As a corporate litigator for five years, Porter says she never dreamt of making movies, but had a burning desire to transform so-called victim narratives into ones of political and social strength. Soon, Porter was hired as an ABC News director of standards and practices. When Jackie Glover, former head of documentary films at ABC News Studios, first met Porter she was moved by her drive and enthusiasm despite her limited experience in documentary filmmaking.

“She put her whole self into being a documentarian,” Glover, who was an executive producer on The Lady Bird Diaries, tells Rolling Stone. “Once she did Gideon’s Army, she never stopped.”

Rolling Stone caught up with Porter to discuss her massive year.
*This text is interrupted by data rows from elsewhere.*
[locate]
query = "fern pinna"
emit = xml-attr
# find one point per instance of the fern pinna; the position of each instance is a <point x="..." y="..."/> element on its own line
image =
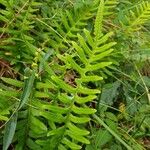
<point x="59" y="121"/>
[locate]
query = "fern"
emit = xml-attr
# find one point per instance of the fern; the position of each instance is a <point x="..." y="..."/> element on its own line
<point x="60" y="123"/>
<point x="17" y="22"/>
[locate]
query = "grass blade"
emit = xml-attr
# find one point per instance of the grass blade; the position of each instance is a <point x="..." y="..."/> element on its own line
<point x="9" y="131"/>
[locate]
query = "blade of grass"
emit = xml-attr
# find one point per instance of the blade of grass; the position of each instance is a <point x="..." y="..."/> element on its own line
<point x="9" y="131"/>
<point x="100" y="121"/>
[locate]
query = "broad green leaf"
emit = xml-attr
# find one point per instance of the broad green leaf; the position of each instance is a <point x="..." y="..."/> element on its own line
<point x="63" y="85"/>
<point x="58" y="131"/>
<point x="76" y="130"/>
<point x="77" y="137"/>
<point x="71" y="144"/>
<point x="13" y="82"/>
<point x="83" y="110"/>
<point x="82" y="100"/>
<point x="79" y="120"/>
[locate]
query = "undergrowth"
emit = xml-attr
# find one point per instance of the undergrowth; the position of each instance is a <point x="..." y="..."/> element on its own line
<point x="74" y="75"/>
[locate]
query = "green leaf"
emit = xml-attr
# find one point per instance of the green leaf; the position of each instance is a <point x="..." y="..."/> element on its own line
<point x="9" y="131"/>
<point x="71" y="144"/>
<point x="81" y="110"/>
<point x="77" y="137"/>
<point x="79" y="120"/>
<point x="13" y="82"/>
<point x="77" y="130"/>
<point x="28" y="85"/>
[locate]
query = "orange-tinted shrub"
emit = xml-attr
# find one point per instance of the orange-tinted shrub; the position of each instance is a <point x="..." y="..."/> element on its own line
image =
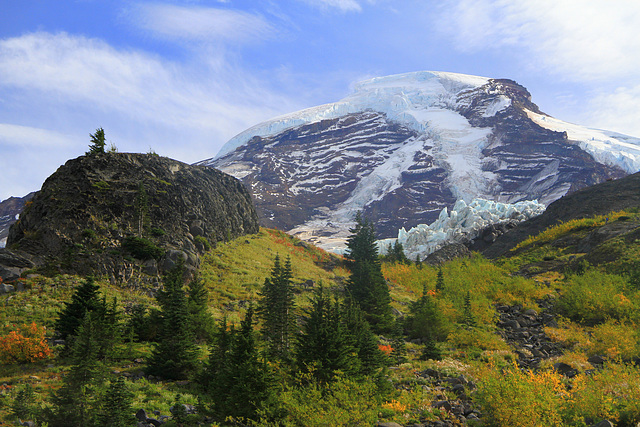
<point x="27" y="344"/>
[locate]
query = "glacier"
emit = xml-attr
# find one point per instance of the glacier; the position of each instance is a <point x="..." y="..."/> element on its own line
<point x="463" y="223"/>
<point x="428" y="101"/>
<point x="402" y="97"/>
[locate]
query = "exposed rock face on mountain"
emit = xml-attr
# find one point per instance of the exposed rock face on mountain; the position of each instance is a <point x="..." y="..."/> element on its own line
<point x="9" y="211"/>
<point x="122" y="214"/>
<point x="601" y="199"/>
<point x="403" y="147"/>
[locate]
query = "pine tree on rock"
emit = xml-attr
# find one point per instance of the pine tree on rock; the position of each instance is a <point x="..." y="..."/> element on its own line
<point x="175" y="355"/>
<point x="97" y="142"/>
<point x="366" y="285"/>
<point x="276" y="310"/>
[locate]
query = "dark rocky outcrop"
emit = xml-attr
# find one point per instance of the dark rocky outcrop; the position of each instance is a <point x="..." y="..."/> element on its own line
<point x="601" y="199"/>
<point x="120" y="214"/>
<point x="9" y="210"/>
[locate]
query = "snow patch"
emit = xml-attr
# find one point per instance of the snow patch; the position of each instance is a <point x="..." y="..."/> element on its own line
<point x="463" y="223"/>
<point x="398" y="96"/>
<point x="496" y="106"/>
<point x="610" y="148"/>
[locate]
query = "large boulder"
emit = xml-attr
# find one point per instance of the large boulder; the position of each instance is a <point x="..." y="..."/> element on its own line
<point x="110" y="214"/>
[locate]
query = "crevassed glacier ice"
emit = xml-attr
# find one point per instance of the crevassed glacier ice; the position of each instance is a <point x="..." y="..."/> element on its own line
<point x="464" y="222"/>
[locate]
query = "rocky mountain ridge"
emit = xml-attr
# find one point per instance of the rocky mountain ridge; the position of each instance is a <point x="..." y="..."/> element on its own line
<point x="9" y="211"/>
<point x="403" y="147"/>
<point x="126" y="215"/>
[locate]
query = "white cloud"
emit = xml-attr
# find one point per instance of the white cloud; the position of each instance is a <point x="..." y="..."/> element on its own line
<point x="617" y="110"/>
<point x="593" y="43"/>
<point x="54" y="87"/>
<point x="74" y="70"/>
<point x="200" y="23"/>
<point x="582" y="40"/>
<point x="343" y="5"/>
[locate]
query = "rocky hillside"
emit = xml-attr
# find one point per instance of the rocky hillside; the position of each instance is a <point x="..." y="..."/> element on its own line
<point x="123" y="215"/>
<point x="9" y="211"/>
<point x="601" y="199"/>
<point x="403" y="147"/>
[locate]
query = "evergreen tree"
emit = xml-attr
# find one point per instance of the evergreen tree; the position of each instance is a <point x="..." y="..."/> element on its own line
<point x="74" y="403"/>
<point x="200" y="320"/>
<point x="362" y="339"/>
<point x="218" y="359"/>
<point x="324" y="345"/>
<point x="176" y="353"/>
<point x="23" y="407"/>
<point x="97" y="142"/>
<point x="276" y="310"/>
<point x="85" y="298"/>
<point x="424" y="320"/>
<point x="440" y="280"/>
<point x="116" y="410"/>
<point x="238" y="382"/>
<point x="467" y="316"/>
<point x="366" y="285"/>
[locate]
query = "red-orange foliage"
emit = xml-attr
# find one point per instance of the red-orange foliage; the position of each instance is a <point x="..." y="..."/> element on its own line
<point x="27" y="344"/>
<point x="386" y="349"/>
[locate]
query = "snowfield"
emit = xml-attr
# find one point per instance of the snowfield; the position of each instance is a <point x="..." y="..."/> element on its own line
<point x="463" y="223"/>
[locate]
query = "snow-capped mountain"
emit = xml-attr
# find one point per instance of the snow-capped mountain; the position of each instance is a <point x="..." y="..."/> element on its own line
<point x="403" y="147"/>
<point x="9" y="212"/>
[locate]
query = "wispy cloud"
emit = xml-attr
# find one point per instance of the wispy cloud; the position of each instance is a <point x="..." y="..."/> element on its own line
<point x="30" y="137"/>
<point x="204" y="24"/>
<point x="590" y="42"/>
<point x="70" y="70"/>
<point x="578" y="39"/>
<point x="342" y="5"/>
<point x="75" y="84"/>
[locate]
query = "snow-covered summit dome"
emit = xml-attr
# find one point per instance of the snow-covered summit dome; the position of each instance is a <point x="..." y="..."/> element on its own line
<point x="402" y="97"/>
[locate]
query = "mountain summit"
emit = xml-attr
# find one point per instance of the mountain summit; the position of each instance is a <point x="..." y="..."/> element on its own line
<point x="403" y="147"/>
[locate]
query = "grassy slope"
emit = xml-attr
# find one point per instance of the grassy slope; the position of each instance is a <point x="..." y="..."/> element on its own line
<point x="234" y="272"/>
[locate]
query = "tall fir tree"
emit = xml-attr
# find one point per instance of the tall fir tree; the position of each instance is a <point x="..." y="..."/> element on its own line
<point x="75" y="403"/>
<point x="175" y="355"/>
<point x="98" y="142"/>
<point x="238" y="380"/>
<point x="324" y="345"/>
<point x="363" y="340"/>
<point x="200" y="320"/>
<point x="366" y="285"/>
<point x="85" y="298"/>
<point x="276" y="310"/>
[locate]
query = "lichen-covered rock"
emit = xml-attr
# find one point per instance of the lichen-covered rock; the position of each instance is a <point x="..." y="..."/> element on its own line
<point x="109" y="214"/>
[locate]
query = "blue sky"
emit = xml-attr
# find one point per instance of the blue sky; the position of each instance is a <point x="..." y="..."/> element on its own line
<point x="182" y="77"/>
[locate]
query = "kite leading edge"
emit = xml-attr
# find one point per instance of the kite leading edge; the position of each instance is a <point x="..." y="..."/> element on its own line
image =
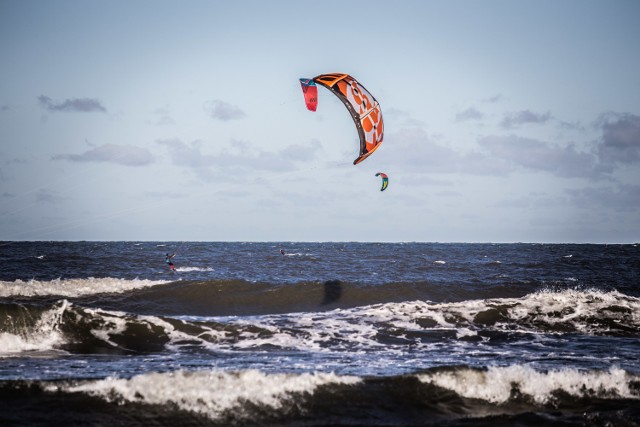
<point x="363" y="107"/>
<point x="385" y="180"/>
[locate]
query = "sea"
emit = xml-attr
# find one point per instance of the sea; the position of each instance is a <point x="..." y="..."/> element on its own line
<point x="326" y="334"/>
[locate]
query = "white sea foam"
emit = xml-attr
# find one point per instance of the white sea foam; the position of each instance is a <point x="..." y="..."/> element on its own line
<point x="497" y="383"/>
<point x="187" y="269"/>
<point x="210" y="393"/>
<point x="42" y="337"/>
<point x="73" y="287"/>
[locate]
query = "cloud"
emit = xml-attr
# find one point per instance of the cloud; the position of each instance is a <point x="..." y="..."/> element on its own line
<point x="518" y="118"/>
<point x="48" y="196"/>
<point x="224" y="111"/>
<point x="493" y="99"/>
<point x="82" y="105"/>
<point x="620" y="139"/>
<point x="128" y="155"/>
<point x="538" y="155"/>
<point x="469" y="114"/>
<point x="414" y="149"/>
<point x="241" y="156"/>
<point x="622" y="198"/>
<point x="163" y="117"/>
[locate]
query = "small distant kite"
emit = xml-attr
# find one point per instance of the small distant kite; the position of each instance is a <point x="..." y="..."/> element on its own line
<point x="385" y="180"/>
<point x="363" y="107"/>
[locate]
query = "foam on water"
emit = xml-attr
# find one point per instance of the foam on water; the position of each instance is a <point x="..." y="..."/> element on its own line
<point x="211" y="393"/>
<point x="42" y="337"/>
<point x="73" y="287"/>
<point x="187" y="269"/>
<point x="498" y="384"/>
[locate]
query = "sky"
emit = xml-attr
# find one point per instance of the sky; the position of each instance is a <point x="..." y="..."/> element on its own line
<point x="505" y="121"/>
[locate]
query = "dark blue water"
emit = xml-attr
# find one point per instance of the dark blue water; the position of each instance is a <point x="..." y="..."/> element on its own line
<point x="103" y="333"/>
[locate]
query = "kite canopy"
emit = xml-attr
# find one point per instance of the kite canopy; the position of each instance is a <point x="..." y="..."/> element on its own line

You mentioned your interest in stories involving civil rights, motherhood, and women’s rights, but what led you to pursue Lady Bird Johnson’s story? 
I feel like Lady Bird and really all first ladies and too many women, we don’t see them as full people. We see them as the wife or the partner-of, and so I thought, what if we center her voice? What if she is the person whose eyes we’re seeing [in] this time in history?

What was the archival research process like?
So, [when] we put her name in we got almost nothing. We put in Mrs. Johnson, a little bit more. President’s wife, no name, a lot more. Well, in the past, I was looking for footage about men. I was looking for footage about John Lewis. I was looking for footage about Bobby Kennedy. I got Thurgood Marshall. I got tons of footage hits for the men, all of whom I admire. Why is there no mention of the women? Lady Bird was a really meticulous diarist, and she would note when there was a recorder at a speech or an event, so we started looking at her diary and then making the record.

Despite being a trained journalist, Lady Bird refused to release her diaries until after her death. Why do you think that is?
She speaks so expressly about Johnson’s depression, for example. I think she tells personal stories and I think she’s thinking, well, after they’re both gone, let historians make of it what they will. It allowed her to be a little more open. Of course, two big things: One is that Johnson was going to resign during the State of the Union and that she wrote his resignation letter, and then the other is that she was the person who planned out how long he would stay in office. That’s pretty remarkable. So she says: finish Jack Kennedy’s term, run twice, and then step down in March, and that is exactly what happened.

JOHN LEWIS: GOOD TROUBLE, John Lewis, Civil RIghts leader, 17 term U.S. Representative for Georgia, 2020. © Magnolia Pictures / Courtesy Everett Collection
John Lewis in ‘John Lewis: Good Trouble.’

You traveled with John Lewis for about a year for John Lewis: Good Trouble. What was it like shadowing the civil rights icon?
John Lewis, I swear to goodness, he was the kindest, calmest person to be around. He was unassuming. He had a great sense of humor. He would do something that he thought was funny, and then he would look and be like, “Did you see that?”

Do you have a favorite memory with him?  
We took him back to his home, his initial home, and he invited some of his classmates, and a former teacher came. We all sat outside, and they told stories about listening for his name on the radio. They told stories about what it was like to be a teenager in the early 1960s, while all of this was happening. You can never replace that — that gathering of elders. And John Lewis was the quietest person.

Since shifting from a corporate litigator to documentary filmmaker, what’s one thing you did not expect? 
Ava DuVernay, I’ve had the opportunity to say to her, “Thank you for doing what you’re doing, and showing us that a girl can be in the chair.” And Ava did this amazing thing where it was Sundance one year and she had a bunch of directors of color together at a lunch and she gave us all director Barbies. No one wants to be the only. I find no joy in being the only. I’m not the only, obviously, but we need to have more people of all different backgrounds who are making the choices about where to put that camera.